I want to build a horizontally scaled, highly available, fault tolerant web application. I have an application that is all of these, to a certain degree. The main thing that's holding it back from completely satisfying these requirements is the fact that sessions are stored locally, so when a node goes down (crash or deployment), the session is lost. A typical solution for this problem is to store the sessions in a database. This is great, but adds considerable load on the database (constantly reading and writing sessions) - not good if you want to keep your application snappy.

I found a great solution to this problem here: http://code.google.com/p/memcached-session-manager/. Here's what it does:

* In the normal case, sessions are stored and read locally in Tomcat.

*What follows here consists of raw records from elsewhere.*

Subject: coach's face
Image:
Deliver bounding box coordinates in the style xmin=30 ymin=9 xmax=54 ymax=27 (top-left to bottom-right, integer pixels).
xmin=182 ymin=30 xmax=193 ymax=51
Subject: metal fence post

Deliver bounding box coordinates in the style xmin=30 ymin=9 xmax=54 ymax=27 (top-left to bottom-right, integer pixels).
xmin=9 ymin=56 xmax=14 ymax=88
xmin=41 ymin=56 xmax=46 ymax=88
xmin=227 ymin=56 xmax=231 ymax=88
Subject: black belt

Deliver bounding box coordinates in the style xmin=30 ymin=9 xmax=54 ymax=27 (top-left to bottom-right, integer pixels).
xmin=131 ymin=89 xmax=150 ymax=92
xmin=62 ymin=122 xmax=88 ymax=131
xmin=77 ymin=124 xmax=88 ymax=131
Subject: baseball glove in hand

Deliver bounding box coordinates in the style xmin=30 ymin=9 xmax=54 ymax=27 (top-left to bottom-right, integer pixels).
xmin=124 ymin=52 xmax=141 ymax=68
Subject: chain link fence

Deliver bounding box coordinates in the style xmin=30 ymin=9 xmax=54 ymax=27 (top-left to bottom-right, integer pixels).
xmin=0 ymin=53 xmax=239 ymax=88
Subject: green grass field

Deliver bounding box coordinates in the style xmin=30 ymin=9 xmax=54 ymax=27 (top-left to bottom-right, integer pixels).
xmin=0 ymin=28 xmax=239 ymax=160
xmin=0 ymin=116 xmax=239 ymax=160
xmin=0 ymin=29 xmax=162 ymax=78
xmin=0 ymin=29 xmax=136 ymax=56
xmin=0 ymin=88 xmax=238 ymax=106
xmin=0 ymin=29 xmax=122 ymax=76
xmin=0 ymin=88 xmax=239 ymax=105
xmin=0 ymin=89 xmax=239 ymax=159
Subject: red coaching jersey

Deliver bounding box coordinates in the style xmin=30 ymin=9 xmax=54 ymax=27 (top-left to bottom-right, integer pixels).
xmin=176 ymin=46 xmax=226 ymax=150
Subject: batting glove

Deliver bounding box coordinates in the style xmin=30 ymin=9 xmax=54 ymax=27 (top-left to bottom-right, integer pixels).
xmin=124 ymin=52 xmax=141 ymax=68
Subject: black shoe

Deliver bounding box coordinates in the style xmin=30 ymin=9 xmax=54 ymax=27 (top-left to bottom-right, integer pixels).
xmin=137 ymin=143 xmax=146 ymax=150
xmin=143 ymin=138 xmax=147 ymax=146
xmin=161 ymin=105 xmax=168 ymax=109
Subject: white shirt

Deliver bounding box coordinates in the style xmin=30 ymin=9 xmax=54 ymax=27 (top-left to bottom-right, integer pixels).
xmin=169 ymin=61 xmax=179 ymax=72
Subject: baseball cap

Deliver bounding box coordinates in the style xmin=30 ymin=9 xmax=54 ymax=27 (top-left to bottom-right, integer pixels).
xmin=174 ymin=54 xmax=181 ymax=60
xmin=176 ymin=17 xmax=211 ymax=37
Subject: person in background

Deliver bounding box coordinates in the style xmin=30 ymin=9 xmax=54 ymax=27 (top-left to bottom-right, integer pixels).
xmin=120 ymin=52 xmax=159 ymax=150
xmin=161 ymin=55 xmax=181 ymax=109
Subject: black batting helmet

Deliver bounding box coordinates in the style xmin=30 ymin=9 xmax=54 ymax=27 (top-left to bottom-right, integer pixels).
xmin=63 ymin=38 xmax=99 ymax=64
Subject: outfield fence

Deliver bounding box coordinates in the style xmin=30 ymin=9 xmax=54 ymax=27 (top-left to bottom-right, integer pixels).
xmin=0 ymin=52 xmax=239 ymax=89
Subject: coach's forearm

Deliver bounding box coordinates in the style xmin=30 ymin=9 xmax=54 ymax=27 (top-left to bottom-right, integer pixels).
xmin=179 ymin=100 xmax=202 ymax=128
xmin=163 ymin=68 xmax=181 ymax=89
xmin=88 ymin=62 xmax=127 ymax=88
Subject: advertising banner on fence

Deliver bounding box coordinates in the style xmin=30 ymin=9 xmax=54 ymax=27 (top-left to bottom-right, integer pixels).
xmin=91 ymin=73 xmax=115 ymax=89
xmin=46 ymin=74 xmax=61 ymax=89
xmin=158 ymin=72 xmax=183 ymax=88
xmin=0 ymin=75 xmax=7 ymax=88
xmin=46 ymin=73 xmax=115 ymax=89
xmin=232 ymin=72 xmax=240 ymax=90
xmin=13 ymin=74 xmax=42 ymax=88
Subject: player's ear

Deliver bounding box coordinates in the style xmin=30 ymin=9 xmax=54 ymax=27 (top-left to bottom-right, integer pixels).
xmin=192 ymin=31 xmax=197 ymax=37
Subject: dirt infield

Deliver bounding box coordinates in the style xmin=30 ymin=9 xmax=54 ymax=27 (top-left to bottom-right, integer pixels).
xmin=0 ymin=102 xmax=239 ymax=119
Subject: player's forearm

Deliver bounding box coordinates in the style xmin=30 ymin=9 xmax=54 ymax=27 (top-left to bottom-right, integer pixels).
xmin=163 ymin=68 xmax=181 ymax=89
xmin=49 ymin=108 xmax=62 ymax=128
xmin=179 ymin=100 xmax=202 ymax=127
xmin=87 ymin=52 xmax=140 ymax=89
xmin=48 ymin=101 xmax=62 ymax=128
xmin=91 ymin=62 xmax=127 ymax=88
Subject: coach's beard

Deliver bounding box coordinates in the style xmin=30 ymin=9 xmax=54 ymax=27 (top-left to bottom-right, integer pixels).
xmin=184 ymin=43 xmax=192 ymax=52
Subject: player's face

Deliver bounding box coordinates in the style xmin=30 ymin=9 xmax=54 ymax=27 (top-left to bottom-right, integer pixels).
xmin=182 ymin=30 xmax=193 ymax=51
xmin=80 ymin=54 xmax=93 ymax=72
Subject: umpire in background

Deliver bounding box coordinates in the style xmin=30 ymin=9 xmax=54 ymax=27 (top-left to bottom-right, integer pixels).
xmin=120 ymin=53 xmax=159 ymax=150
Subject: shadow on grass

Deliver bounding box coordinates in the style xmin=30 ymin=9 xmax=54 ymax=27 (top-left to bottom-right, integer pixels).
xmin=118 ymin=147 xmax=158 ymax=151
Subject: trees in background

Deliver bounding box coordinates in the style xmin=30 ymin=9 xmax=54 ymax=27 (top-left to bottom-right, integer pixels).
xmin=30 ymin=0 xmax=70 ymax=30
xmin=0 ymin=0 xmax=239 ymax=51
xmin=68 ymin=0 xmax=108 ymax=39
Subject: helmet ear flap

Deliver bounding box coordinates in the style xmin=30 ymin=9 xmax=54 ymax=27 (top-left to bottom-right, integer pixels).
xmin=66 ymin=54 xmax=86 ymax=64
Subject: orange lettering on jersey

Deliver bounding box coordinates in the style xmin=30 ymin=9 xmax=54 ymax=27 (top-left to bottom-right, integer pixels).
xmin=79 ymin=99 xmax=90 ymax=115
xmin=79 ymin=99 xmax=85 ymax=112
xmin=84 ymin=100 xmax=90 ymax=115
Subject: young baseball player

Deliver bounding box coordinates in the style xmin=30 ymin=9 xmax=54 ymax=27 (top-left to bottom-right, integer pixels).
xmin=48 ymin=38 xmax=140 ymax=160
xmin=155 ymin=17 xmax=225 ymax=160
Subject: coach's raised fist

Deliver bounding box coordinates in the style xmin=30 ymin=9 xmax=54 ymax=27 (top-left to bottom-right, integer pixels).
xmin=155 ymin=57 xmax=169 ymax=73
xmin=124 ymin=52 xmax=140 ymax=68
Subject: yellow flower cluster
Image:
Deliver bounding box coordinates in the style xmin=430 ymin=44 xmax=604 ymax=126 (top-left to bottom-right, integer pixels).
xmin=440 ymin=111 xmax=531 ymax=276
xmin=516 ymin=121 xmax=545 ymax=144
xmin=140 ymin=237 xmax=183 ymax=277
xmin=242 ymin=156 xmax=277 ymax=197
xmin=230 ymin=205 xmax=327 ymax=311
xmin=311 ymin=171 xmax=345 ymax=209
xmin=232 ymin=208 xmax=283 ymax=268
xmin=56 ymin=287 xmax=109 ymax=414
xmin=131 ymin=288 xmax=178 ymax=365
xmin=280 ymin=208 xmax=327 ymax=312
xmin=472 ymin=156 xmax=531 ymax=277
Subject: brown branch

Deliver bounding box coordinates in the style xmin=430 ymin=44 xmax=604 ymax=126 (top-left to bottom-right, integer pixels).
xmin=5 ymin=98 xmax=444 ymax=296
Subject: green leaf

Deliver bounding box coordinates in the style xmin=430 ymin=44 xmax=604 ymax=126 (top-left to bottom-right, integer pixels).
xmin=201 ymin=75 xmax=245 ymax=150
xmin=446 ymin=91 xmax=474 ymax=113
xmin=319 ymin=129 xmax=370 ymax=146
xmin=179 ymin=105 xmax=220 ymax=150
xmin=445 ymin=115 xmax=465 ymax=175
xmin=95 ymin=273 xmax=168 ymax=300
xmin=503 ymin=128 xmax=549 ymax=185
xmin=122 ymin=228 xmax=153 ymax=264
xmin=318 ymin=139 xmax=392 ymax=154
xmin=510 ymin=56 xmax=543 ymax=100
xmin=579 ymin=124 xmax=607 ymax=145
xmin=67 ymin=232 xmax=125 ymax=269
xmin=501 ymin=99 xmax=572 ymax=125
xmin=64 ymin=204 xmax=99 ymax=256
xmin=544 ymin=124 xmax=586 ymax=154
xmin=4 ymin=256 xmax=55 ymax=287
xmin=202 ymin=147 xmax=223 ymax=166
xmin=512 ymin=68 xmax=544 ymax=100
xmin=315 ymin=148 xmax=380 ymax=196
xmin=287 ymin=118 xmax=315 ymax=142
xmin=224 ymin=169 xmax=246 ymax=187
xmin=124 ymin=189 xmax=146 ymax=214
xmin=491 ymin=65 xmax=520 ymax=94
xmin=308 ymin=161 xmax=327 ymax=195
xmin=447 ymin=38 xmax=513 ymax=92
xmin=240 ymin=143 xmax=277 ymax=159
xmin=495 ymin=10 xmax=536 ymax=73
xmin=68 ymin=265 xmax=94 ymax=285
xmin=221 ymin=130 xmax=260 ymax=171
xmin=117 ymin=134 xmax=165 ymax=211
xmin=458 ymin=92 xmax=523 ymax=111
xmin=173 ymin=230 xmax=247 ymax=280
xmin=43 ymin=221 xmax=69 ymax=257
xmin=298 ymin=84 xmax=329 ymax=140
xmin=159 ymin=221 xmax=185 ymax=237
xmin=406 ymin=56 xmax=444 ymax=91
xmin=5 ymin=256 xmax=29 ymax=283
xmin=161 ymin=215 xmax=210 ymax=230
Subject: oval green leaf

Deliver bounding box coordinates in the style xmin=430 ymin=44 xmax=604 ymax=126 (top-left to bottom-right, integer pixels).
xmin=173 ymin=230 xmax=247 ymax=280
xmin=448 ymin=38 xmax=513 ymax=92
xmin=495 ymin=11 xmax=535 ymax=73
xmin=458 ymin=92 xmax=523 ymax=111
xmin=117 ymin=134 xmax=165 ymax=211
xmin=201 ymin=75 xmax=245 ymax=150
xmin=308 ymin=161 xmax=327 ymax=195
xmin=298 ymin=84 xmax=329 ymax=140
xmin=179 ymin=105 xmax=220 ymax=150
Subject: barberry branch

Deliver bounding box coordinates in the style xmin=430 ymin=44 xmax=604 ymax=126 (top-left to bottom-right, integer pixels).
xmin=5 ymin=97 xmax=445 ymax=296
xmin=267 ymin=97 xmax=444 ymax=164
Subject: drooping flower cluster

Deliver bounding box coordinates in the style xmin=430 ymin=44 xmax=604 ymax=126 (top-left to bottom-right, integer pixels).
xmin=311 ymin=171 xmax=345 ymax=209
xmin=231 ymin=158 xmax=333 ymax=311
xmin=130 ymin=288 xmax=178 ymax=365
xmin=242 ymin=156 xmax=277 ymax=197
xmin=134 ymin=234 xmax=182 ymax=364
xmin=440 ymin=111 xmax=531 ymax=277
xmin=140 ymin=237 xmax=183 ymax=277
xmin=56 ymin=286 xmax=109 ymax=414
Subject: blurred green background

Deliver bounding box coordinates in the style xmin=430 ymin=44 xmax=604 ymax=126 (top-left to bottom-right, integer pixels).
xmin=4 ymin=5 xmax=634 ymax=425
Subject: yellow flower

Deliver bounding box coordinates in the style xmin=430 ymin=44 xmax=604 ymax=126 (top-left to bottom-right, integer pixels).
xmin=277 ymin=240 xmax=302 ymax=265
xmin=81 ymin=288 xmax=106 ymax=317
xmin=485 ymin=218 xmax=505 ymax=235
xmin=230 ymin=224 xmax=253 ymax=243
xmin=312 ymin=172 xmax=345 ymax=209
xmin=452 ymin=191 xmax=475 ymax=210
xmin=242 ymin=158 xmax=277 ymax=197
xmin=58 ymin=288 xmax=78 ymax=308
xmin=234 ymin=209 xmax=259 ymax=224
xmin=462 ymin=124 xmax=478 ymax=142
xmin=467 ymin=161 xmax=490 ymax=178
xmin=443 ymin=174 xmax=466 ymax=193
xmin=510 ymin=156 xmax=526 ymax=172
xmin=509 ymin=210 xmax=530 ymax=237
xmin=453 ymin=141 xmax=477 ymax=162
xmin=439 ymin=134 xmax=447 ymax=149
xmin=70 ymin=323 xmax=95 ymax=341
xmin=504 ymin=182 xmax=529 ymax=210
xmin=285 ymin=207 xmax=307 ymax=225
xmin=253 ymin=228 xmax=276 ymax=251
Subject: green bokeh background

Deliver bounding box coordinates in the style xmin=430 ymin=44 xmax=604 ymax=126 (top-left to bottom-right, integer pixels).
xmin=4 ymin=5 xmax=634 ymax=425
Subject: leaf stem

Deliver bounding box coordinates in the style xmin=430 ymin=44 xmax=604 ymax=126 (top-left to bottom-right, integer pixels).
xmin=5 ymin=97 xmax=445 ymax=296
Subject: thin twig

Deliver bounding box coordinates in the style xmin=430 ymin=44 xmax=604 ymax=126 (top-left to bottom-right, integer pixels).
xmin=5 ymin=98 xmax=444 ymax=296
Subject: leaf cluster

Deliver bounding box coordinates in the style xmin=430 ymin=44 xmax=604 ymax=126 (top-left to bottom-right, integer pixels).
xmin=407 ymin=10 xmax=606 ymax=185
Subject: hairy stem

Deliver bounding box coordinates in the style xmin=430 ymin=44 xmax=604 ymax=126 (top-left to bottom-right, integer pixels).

This is fast, simple, what most people do, and what is done be default.
* In addition, sessions are stored in a memcached server (this can be done asynchronously).
* When a node (servlet instance) goes down, client requests are routed to another node. That node does not find the session in its default memory store, so it gets the session from the memcached server and then stores it locally.
* Memcached node failure is also implemented.

This is all implemented as a Tomcat Manager and Valve.

Okay, so why not just use this code? Well, there are a couple things that I want that is does not provide.

The first missing piece is the ability to add new memcached nodes to an already deployed webapp node. Let me explain. memcached-session-manager refers to memcached nodes by a name that is associated with a hostname and port of a memcached node (kind of like DNS mapping common names to IP addresses). This is fine as long as each webapp node knows about each memcached node at startup. But what if I add more webapp nodes to the webapp pool and more memcached nodes. Then there will be a webapp node (that has already been deployed) that does not know about a running memcached node. So if a client request failed over from a newly deployed node to an older node, the older node would not know how to find the memcached server to get the persisted session. In a nutshell, the memcached hostname and port need to be encoded in the session to avoid this problem.

The other missing piece (and much less important) is that I want to set the cookie domain for session cookies (for some reason (standards, I'm sure) Tomcat does not provide this out of the box).